Google renamed and upgraded its Personalised Home Page this week, but one thing the update couldn’t shake was a bug that began upsetting many users last Thursday and persisted until Wednesday.
The bug caused the free service, which lets users turn Google.com into a customized portal, to revert an undetermined number of pages to their default settings or to months-old versions.
The problem rattled users who spend significant time and effort tailoring their Google.com page with syndicated content feeds, as well as with “gadget” applications, to make it their hub for web content, online services and applications.
A source familiar with the issue says the bug affected “a single digit percentage” of users of this service, which company officials have said has “tens of millions” of users. This means that the number of affected users could range from a minimum of 200,000 to several million.
Discussion forums erupted last Thursday morning with reports from upset users, and Google, after acknowledging the problem, didn’t declare it fixed until almost 36 hours later.

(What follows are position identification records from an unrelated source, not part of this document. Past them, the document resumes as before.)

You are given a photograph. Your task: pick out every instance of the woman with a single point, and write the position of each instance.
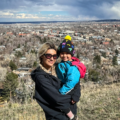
(55, 105)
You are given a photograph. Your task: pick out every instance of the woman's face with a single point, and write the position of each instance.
(49, 58)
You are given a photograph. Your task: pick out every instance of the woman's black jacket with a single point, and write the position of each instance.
(47, 95)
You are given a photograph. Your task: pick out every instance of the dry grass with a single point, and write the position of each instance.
(97, 103)
(101, 103)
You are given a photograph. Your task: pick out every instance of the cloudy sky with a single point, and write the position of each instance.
(58, 10)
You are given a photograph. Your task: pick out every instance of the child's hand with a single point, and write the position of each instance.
(73, 102)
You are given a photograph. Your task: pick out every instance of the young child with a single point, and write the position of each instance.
(68, 70)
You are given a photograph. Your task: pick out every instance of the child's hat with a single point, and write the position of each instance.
(66, 46)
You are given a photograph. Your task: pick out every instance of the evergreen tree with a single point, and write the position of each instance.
(18, 54)
(93, 75)
(78, 55)
(35, 64)
(18, 46)
(45, 40)
(97, 59)
(12, 65)
(104, 54)
(9, 86)
(114, 60)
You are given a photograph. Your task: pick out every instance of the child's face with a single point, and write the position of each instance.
(65, 56)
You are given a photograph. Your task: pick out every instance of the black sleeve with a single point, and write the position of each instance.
(51, 96)
(77, 92)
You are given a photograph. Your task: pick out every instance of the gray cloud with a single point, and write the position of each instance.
(101, 9)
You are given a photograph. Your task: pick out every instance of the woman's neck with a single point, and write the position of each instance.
(47, 67)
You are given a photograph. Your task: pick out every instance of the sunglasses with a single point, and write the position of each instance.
(48, 56)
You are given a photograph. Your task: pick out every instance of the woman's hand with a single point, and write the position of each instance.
(73, 102)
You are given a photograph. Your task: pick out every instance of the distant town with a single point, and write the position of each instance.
(97, 45)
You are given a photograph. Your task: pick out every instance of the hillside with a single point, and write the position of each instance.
(96, 103)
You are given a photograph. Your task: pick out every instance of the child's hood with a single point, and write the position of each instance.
(81, 67)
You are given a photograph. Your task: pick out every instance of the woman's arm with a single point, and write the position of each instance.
(50, 95)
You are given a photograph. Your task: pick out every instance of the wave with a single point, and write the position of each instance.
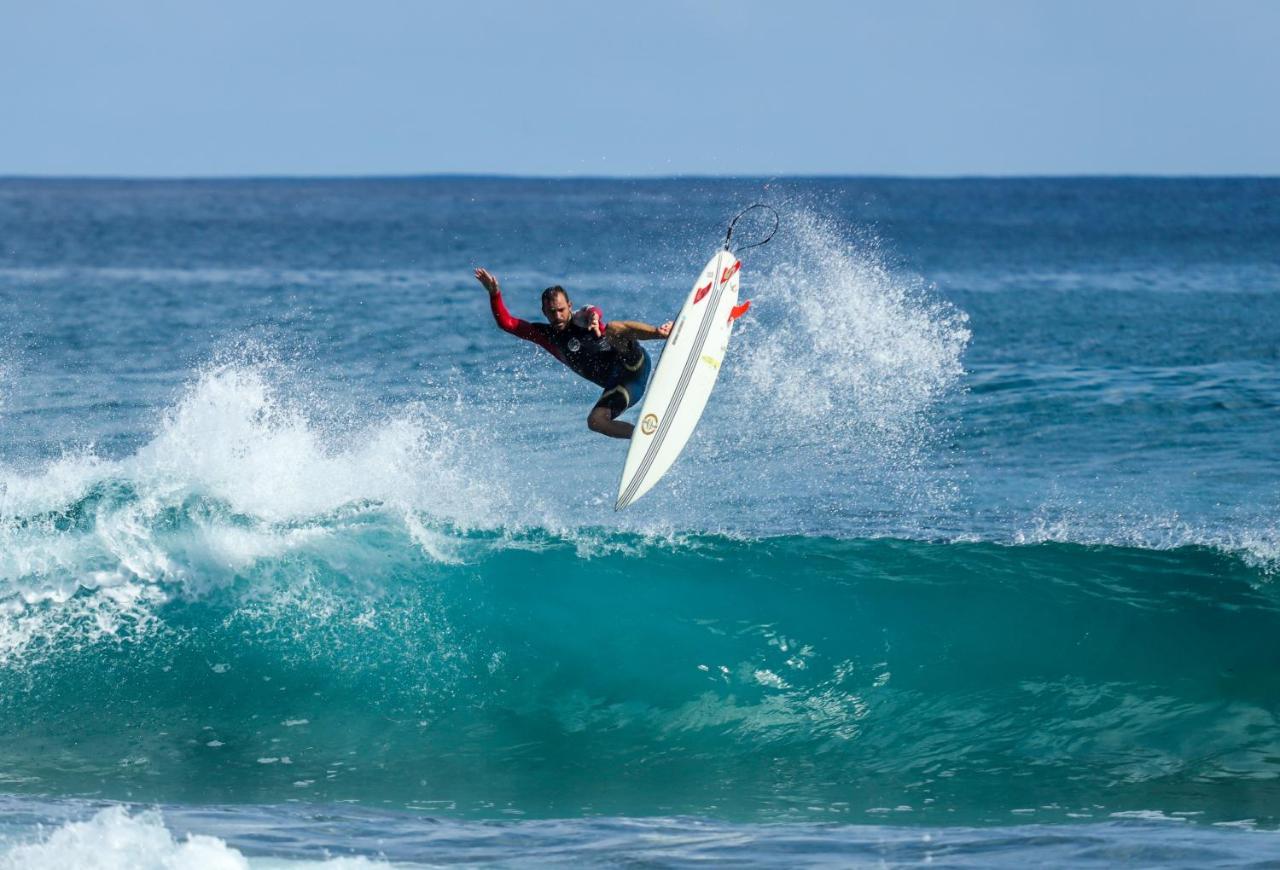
(190, 649)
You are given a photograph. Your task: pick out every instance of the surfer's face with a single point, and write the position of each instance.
(558, 311)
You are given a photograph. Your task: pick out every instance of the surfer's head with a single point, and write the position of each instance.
(556, 306)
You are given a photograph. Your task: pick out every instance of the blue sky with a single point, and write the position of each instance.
(917, 87)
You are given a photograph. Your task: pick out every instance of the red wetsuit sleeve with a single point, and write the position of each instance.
(519, 328)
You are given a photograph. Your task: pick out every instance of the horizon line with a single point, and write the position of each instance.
(675, 177)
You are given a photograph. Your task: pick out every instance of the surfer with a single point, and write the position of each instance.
(604, 353)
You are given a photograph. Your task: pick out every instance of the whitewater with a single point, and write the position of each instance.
(302, 561)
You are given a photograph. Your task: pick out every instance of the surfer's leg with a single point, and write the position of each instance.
(603, 417)
(600, 420)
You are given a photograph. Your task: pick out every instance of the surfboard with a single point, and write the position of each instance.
(682, 381)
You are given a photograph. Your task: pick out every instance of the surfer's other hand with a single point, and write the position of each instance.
(487, 278)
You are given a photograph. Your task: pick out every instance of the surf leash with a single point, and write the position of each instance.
(728, 236)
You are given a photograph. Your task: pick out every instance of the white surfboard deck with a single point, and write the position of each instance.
(684, 378)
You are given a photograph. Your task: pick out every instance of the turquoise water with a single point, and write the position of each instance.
(976, 545)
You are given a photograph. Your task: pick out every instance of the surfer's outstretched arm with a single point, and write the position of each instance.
(506, 321)
(638, 330)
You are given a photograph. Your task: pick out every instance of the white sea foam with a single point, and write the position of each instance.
(845, 372)
(234, 474)
(114, 839)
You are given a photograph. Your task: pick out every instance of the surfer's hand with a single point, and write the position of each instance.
(487, 278)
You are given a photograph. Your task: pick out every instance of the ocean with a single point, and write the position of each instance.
(972, 561)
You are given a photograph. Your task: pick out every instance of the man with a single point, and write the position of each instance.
(608, 355)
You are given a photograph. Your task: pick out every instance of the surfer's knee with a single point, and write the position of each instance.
(599, 420)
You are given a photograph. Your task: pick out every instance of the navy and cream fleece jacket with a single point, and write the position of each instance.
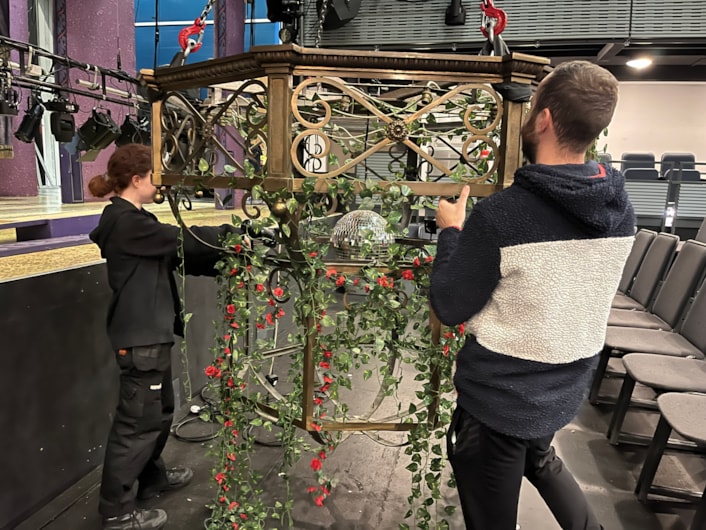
(533, 273)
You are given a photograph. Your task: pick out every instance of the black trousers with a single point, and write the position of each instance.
(140, 428)
(489, 467)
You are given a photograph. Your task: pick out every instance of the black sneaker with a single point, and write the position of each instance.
(177, 477)
(137, 520)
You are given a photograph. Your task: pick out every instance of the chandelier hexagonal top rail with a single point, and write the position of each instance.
(278, 116)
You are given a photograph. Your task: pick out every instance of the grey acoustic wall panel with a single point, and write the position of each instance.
(677, 18)
(420, 24)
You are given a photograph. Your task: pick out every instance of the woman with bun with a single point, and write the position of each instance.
(143, 316)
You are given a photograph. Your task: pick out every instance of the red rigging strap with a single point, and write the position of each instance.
(197, 28)
(490, 11)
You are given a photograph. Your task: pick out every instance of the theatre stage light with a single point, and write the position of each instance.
(30, 123)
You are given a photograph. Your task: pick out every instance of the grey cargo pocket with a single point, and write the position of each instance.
(151, 419)
(154, 357)
(131, 403)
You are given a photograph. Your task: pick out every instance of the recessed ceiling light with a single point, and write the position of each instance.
(639, 64)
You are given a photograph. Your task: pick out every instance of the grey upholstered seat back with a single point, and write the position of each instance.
(642, 242)
(653, 268)
(701, 234)
(693, 328)
(681, 282)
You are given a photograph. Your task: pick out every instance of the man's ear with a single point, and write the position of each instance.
(544, 121)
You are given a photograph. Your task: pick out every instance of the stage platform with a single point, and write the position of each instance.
(62, 231)
(373, 484)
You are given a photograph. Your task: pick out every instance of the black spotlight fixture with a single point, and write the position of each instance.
(134, 131)
(63, 126)
(288, 12)
(98, 132)
(29, 127)
(9, 101)
(455, 14)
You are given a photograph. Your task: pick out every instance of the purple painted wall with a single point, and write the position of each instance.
(229, 40)
(18, 175)
(94, 30)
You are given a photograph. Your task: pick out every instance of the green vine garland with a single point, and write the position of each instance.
(382, 331)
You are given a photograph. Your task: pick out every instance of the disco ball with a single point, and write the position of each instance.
(359, 227)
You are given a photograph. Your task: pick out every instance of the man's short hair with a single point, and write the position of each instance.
(581, 97)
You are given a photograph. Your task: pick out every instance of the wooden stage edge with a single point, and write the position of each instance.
(19, 209)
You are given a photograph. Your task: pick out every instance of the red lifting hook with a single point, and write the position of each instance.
(490, 11)
(195, 29)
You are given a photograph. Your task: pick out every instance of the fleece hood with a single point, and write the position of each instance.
(591, 193)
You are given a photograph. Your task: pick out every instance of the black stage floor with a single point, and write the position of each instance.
(373, 484)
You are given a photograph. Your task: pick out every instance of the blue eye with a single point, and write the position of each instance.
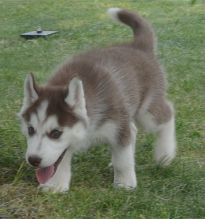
(55, 134)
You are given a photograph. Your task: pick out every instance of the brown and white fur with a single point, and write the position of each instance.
(100, 95)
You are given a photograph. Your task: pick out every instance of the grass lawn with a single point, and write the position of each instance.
(175, 192)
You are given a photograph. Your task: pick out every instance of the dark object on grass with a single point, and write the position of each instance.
(38, 33)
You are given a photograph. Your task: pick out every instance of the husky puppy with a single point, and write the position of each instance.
(99, 95)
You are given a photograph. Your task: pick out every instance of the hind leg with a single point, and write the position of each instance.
(159, 118)
(123, 161)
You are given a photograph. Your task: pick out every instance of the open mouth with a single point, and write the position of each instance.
(44, 174)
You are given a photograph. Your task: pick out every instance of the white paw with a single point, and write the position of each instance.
(53, 188)
(127, 181)
(164, 159)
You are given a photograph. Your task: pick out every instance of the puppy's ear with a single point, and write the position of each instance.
(30, 93)
(76, 97)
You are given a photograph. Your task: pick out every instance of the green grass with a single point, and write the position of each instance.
(173, 193)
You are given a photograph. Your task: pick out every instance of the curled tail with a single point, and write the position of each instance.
(143, 32)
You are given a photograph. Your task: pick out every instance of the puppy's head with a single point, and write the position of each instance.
(52, 119)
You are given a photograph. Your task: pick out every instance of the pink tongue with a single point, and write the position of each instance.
(44, 174)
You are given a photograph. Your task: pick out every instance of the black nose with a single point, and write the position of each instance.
(34, 161)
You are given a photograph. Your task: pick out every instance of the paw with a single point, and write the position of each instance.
(54, 187)
(127, 182)
(164, 159)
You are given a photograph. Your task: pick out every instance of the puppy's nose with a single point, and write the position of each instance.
(34, 161)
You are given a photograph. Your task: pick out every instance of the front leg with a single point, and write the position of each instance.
(124, 163)
(60, 181)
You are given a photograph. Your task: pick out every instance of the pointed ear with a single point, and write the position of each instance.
(76, 97)
(30, 93)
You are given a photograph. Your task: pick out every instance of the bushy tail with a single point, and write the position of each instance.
(143, 32)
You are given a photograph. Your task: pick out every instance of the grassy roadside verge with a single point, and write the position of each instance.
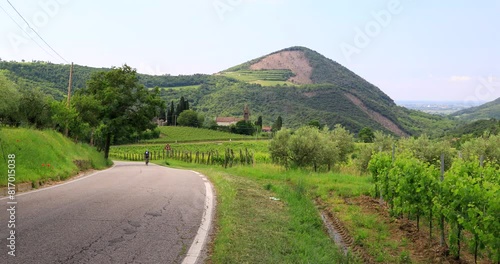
(252, 228)
(45, 155)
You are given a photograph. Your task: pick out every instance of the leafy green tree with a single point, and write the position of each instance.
(125, 105)
(258, 123)
(170, 114)
(305, 147)
(34, 108)
(244, 128)
(345, 141)
(9, 101)
(279, 149)
(330, 152)
(189, 118)
(278, 124)
(366, 135)
(428, 150)
(65, 118)
(314, 123)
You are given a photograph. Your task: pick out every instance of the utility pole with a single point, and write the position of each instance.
(69, 94)
(70, 83)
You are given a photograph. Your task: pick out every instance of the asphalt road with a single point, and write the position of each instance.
(131, 213)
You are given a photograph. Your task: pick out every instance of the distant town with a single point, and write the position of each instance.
(439, 107)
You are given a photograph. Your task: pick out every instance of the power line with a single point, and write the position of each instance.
(26, 32)
(37, 32)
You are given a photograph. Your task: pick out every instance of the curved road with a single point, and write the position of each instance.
(130, 213)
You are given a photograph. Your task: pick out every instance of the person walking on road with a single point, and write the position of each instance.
(146, 156)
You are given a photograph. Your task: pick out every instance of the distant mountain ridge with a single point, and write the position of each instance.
(296, 83)
(485, 111)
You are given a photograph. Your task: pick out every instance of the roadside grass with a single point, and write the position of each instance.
(44, 155)
(172, 134)
(252, 228)
(248, 221)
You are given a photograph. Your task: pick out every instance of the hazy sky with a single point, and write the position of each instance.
(412, 50)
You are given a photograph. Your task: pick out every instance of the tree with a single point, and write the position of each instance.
(344, 140)
(278, 147)
(34, 108)
(189, 118)
(170, 114)
(366, 135)
(258, 123)
(314, 123)
(277, 124)
(125, 105)
(244, 128)
(305, 147)
(9, 101)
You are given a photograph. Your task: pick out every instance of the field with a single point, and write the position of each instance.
(189, 87)
(253, 228)
(45, 155)
(173, 134)
(263, 77)
(259, 148)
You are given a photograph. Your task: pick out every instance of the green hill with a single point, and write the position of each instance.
(297, 84)
(45, 155)
(485, 111)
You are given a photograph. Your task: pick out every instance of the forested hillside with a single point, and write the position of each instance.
(297, 83)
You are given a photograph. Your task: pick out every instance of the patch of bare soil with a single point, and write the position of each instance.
(420, 247)
(341, 236)
(384, 121)
(296, 61)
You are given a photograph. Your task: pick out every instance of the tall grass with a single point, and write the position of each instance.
(44, 154)
(252, 228)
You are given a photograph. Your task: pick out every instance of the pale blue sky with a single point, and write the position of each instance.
(412, 50)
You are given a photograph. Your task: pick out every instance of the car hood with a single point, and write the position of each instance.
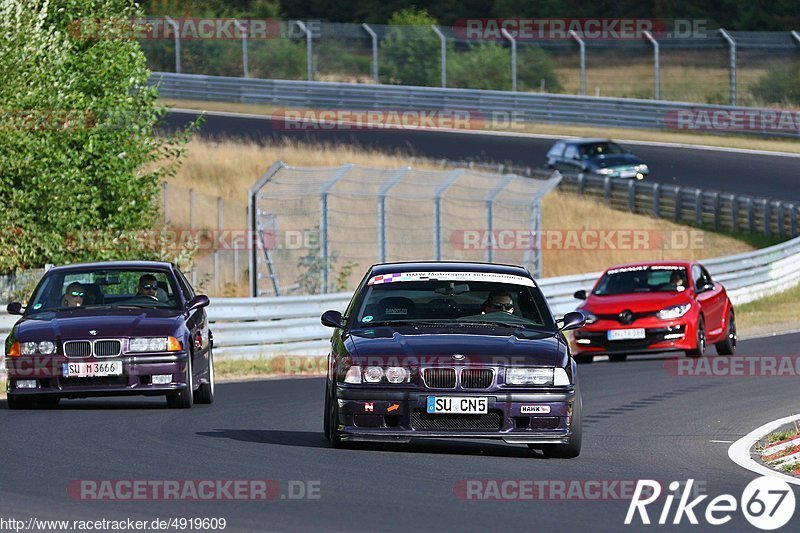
(615, 160)
(76, 324)
(639, 302)
(408, 346)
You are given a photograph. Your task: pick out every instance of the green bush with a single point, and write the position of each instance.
(410, 55)
(781, 84)
(78, 150)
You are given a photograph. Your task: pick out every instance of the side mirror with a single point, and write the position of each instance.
(573, 320)
(15, 308)
(201, 300)
(332, 319)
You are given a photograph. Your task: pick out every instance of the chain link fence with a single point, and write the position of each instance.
(702, 65)
(318, 229)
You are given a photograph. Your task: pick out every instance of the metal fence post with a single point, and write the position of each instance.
(443, 39)
(374, 37)
(309, 50)
(323, 225)
(656, 66)
(382, 211)
(490, 213)
(216, 244)
(732, 62)
(437, 211)
(698, 207)
(245, 56)
(177, 31)
(657, 200)
(513, 58)
(165, 185)
(582, 46)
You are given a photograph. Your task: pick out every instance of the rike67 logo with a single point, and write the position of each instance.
(767, 503)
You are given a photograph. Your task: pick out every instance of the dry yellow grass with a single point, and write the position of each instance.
(228, 169)
(706, 139)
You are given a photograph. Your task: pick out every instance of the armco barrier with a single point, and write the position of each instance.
(486, 105)
(248, 328)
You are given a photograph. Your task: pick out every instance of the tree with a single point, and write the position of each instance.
(79, 152)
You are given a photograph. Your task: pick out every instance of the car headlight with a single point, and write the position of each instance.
(47, 348)
(29, 348)
(671, 313)
(154, 344)
(591, 318)
(376, 374)
(529, 376)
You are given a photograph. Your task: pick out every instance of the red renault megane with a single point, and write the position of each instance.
(654, 307)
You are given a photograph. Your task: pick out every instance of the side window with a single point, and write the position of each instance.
(186, 288)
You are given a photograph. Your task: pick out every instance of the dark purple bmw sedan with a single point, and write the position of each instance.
(107, 329)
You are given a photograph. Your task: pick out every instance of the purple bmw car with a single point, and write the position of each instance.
(107, 329)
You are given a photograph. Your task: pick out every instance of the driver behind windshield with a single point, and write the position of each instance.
(73, 296)
(499, 301)
(149, 287)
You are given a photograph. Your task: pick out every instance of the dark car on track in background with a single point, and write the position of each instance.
(452, 350)
(602, 157)
(106, 329)
(654, 307)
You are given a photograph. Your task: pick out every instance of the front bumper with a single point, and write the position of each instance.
(659, 337)
(136, 378)
(399, 416)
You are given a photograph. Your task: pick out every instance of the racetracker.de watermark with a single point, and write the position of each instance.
(192, 489)
(535, 29)
(578, 239)
(739, 366)
(743, 120)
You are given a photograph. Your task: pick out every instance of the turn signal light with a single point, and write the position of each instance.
(14, 350)
(174, 345)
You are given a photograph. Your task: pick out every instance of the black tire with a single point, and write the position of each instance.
(183, 399)
(728, 345)
(700, 342)
(334, 435)
(573, 448)
(205, 392)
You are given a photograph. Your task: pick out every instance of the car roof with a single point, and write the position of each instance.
(448, 266)
(115, 265)
(686, 264)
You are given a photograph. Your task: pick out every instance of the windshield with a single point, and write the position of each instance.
(103, 287)
(600, 149)
(455, 301)
(660, 278)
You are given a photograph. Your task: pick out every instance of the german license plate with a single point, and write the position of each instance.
(88, 370)
(626, 334)
(458, 405)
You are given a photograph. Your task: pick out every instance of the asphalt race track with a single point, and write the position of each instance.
(640, 422)
(763, 175)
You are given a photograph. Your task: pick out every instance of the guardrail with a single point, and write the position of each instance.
(249, 328)
(486, 105)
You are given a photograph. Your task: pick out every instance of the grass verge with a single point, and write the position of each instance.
(556, 130)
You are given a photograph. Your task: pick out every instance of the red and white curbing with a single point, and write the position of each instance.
(783, 453)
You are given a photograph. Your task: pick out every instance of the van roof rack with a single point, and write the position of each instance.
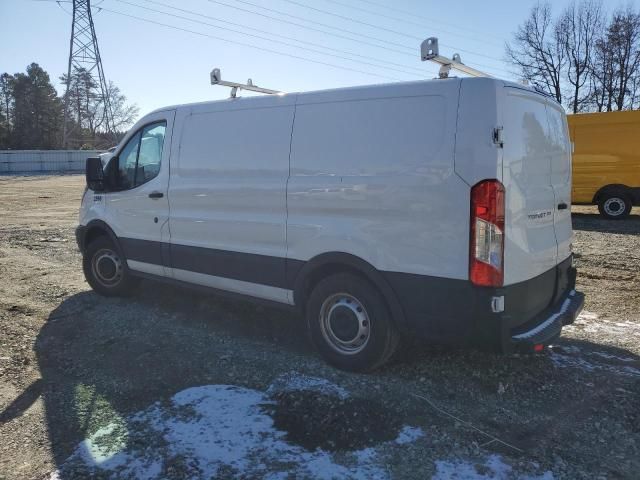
(429, 51)
(216, 79)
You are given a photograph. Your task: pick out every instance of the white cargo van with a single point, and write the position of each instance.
(438, 208)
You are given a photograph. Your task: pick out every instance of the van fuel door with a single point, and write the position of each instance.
(498, 137)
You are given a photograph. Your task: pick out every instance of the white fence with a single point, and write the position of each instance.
(41, 161)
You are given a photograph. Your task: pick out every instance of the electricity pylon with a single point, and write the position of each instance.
(84, 55)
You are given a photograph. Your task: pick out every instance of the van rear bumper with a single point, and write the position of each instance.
(456, 312)
(547, 326)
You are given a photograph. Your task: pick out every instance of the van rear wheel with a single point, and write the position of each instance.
(105, 269)
(350, 324)
(614, 206)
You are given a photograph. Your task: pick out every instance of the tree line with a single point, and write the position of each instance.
(588, 59)
(32, 113)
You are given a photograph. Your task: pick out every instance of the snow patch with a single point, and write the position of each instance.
(408, 435)
(219, 431)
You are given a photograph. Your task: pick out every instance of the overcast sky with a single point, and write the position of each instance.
(156, 65)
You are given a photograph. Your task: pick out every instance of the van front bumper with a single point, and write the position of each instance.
(81, 231)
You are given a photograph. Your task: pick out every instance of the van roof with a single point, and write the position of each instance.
(376, 89)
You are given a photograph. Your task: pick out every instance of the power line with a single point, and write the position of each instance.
(412, 14)
(325, 25)
(422, 73)
(380, 27)
(397, 19)
(249, 45)
(271, 17)
(418, 72)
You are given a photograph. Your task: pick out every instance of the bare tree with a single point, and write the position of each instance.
(88, 111)
(579, 28)
(539, 52)
(616, 65)
(124, 115)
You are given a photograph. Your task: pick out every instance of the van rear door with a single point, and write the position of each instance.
(560, 150)
(531, 247)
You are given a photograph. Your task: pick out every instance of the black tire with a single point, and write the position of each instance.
(337, 326)
(105, 269)
(615, 205)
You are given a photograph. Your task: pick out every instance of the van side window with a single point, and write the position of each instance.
(139, 160)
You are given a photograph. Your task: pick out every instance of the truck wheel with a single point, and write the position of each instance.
(350, 324)
(614, 206)
(105, 269)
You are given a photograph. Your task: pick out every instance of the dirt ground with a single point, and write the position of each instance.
(155, 374)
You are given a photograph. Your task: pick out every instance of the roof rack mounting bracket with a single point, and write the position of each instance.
(216, 79)
(429, 51)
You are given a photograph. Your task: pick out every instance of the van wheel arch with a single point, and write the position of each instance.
(96, 229)
(328, 264)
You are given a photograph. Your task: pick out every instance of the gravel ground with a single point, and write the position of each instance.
(150, 381)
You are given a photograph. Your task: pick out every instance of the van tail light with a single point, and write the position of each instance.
(486, 254)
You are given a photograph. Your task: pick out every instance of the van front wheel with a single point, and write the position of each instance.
(105, 269)
(614, 206)
(350, 324)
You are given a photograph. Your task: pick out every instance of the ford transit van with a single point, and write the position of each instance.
(435, 208)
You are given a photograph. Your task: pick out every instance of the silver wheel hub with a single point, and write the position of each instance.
(345, 324)
(614, 206)
(107, 267)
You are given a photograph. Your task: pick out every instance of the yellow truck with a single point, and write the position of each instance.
(606, 161)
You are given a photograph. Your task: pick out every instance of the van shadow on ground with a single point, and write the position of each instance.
(103, 359)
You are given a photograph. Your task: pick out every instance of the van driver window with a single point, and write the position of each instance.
(139, 160)
(150, 153)
(127, 163)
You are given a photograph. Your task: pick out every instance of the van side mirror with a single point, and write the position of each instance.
(95, 174)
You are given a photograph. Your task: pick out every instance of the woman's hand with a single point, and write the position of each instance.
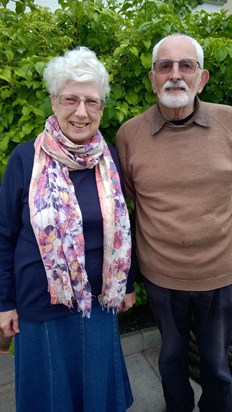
(128, 302)
(9, 322)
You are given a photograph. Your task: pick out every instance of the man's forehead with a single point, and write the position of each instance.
(177, 46)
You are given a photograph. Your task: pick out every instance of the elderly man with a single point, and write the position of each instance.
(177, 160)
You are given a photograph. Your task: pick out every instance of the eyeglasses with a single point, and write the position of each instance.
(92, 104)
(164, 66)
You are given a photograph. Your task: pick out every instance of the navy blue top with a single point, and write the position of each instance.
(23, 282)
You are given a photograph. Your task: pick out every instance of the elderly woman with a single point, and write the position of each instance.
(65, 252)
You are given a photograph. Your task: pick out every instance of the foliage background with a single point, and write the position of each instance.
(122, 33)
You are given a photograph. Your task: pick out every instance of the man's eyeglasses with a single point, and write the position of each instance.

However, over the weekend, reports kept flowing into discussion forums of users saying the fix hadn’t reached their pages, and continued throughout Monday, even as Google’s Marissa Mayer, vice president of search products and user experience, hosted journalists in the company’s headquarters to unveil the improvements to the service, now called iGoogle.
At the time, it seemed that the users still complaining had been affected by Thursday’s bug, and that it would be a matter of time until Google rolled the fix to their pages.
However, on Tuesday morning, as the volume of complaints in discussion forums increased significantly, with a new wave users reporting the problem for the first time, it became apparent that the bug had cropped up again and was affecting an entirely different batch of iGoogle pages.